Brecht Decancq Photography

Alex Zarnadi is perched atop a quad bike, downing yet another can of coke as one of his team applies a cold wet towel to the back of his neck to help cool him down. He's just completed his second race in the heat of a gloriously sunny day at Brands Hatch and he's clearly exhausted - "Man, it was tough" - but the famous smile is still there as he greets and chats to wellwishers and fans who have made a beeline for a real racing hero.

He looks no different to any other driver who's been stuck in a baking racing car for an hour or more but as I introduce him to my son, Zanardi asks if he'd like a photo and he hoists one of his legs over and across the bike. In that single awkward movement, you're reminded that here is a man who lost both his legs and nearly died after an horrific racing accident 13 years ago. What on earth is he doing still racing?

If you don't know Zanardi, he's a double Champ Car champion and former F1 driver, who is an inspiration to many for the way he determinedly came back to racing after his accident. He then forged a new career as a Paralympic athlete, turning his hand (literally) to paracycling. His determination to succeed led to two handbike gold medals and a silver at the London 2012 Games, all three won at Brands Hatch.

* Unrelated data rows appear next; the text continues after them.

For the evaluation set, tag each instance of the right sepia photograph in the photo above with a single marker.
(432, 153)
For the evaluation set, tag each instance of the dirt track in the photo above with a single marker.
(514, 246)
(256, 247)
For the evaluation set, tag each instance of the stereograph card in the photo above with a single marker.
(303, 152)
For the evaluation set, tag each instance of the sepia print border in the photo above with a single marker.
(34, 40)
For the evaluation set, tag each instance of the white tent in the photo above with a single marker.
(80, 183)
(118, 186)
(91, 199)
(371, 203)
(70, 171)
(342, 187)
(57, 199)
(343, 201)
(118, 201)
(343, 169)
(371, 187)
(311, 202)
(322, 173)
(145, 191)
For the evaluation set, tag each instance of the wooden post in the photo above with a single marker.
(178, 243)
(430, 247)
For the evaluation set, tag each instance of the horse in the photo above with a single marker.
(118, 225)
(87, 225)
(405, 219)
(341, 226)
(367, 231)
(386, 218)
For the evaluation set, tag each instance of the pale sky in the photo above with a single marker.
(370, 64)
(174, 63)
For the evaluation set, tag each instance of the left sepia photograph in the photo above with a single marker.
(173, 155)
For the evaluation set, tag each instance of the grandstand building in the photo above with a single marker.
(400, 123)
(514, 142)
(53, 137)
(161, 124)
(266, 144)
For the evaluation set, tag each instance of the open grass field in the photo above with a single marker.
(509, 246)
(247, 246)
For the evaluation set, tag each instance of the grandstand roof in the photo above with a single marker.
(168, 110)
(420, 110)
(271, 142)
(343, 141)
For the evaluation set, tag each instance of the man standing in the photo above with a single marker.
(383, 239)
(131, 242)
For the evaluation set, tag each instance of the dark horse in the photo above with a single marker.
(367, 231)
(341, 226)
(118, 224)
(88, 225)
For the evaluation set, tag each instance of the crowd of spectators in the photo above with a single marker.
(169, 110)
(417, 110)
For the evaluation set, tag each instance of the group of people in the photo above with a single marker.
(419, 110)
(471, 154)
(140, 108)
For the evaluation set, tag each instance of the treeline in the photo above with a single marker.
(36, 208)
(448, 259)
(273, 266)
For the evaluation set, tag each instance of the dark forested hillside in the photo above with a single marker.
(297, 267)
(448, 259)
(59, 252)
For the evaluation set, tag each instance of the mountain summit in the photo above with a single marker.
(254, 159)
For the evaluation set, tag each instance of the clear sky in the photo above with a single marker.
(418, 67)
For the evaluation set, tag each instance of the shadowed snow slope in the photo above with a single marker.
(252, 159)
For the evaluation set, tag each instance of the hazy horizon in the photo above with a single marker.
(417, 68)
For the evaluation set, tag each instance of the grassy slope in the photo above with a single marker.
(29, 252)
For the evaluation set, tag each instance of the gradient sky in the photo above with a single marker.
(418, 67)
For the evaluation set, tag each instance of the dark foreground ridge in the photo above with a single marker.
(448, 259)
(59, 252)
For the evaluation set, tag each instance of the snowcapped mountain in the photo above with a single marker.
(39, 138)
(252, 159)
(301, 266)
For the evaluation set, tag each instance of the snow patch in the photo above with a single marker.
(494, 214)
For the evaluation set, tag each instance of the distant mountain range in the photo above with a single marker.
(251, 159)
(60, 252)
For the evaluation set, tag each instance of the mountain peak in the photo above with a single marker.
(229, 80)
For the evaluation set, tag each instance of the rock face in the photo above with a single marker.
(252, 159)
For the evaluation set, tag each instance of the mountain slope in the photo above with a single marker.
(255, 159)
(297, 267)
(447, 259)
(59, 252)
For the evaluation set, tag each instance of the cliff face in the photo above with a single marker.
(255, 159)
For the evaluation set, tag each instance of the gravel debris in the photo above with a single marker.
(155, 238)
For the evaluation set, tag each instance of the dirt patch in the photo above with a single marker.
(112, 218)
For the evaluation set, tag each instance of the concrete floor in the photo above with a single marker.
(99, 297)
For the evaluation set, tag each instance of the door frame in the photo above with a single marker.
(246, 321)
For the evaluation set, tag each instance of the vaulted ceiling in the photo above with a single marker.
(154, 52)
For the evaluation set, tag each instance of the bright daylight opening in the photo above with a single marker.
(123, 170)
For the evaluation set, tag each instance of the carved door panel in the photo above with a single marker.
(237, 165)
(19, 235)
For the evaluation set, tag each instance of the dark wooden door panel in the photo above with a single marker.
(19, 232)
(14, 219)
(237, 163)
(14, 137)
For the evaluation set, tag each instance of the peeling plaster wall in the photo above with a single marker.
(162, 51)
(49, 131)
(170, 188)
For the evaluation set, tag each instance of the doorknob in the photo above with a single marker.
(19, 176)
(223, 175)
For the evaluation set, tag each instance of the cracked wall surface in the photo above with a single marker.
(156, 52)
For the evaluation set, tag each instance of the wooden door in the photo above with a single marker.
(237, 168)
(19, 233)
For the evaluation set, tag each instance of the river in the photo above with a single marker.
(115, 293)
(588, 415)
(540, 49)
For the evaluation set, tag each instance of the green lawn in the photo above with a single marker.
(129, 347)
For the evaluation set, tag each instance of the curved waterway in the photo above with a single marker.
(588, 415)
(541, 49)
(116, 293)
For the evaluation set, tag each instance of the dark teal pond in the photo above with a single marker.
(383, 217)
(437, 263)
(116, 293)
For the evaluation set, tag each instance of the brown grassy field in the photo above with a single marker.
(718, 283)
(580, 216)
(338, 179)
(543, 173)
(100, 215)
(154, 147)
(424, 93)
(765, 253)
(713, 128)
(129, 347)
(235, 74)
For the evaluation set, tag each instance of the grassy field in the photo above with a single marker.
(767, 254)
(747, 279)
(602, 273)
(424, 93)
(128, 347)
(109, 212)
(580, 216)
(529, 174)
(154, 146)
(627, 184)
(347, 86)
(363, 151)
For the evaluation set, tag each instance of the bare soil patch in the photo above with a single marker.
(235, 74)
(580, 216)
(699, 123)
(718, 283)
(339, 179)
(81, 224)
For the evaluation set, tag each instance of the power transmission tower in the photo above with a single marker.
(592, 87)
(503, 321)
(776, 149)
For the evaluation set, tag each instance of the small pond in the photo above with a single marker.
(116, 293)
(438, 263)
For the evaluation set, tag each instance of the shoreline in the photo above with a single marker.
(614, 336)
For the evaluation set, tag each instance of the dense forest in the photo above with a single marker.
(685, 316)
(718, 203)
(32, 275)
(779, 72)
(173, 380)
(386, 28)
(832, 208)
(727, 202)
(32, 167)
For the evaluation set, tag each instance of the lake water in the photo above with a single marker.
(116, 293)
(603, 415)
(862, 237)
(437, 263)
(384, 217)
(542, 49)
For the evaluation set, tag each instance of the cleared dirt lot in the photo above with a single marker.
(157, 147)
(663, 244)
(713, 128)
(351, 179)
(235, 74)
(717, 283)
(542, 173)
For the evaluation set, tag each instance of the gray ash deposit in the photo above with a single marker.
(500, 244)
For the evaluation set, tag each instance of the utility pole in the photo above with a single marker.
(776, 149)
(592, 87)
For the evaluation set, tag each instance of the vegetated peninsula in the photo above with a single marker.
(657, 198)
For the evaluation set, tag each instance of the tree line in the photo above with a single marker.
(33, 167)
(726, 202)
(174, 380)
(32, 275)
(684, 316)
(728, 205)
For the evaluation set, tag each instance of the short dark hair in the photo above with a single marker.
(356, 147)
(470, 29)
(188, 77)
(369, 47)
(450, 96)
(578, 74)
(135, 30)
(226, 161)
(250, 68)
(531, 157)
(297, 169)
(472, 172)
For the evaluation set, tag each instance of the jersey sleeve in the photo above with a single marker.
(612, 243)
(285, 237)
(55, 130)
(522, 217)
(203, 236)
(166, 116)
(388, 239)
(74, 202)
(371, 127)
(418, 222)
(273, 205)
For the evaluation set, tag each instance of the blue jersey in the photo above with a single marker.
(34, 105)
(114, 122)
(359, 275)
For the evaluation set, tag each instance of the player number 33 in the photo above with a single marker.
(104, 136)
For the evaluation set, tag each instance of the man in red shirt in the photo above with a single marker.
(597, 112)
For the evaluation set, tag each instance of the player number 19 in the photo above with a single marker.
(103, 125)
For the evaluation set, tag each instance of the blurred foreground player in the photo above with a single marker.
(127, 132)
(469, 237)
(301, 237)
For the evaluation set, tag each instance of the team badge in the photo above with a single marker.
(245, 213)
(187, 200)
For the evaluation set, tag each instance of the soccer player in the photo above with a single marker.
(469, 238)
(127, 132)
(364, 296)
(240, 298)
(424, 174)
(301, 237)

Zanardi was back at Brands last weekend for the second round of the Blancpain Sprint Series, a championship for GT cars that he entered this year after an approach by long-term employers, BMW. Each race meeting consists of two one-hour races with two drivers sharing a car. Zanardi has special dispensation to race alone though because of the modifications that had to be made to his BMW Z4. The clutch and accelerator are operated by hand but he has to brake with his prosthetic legs, using his hip to apply pressure.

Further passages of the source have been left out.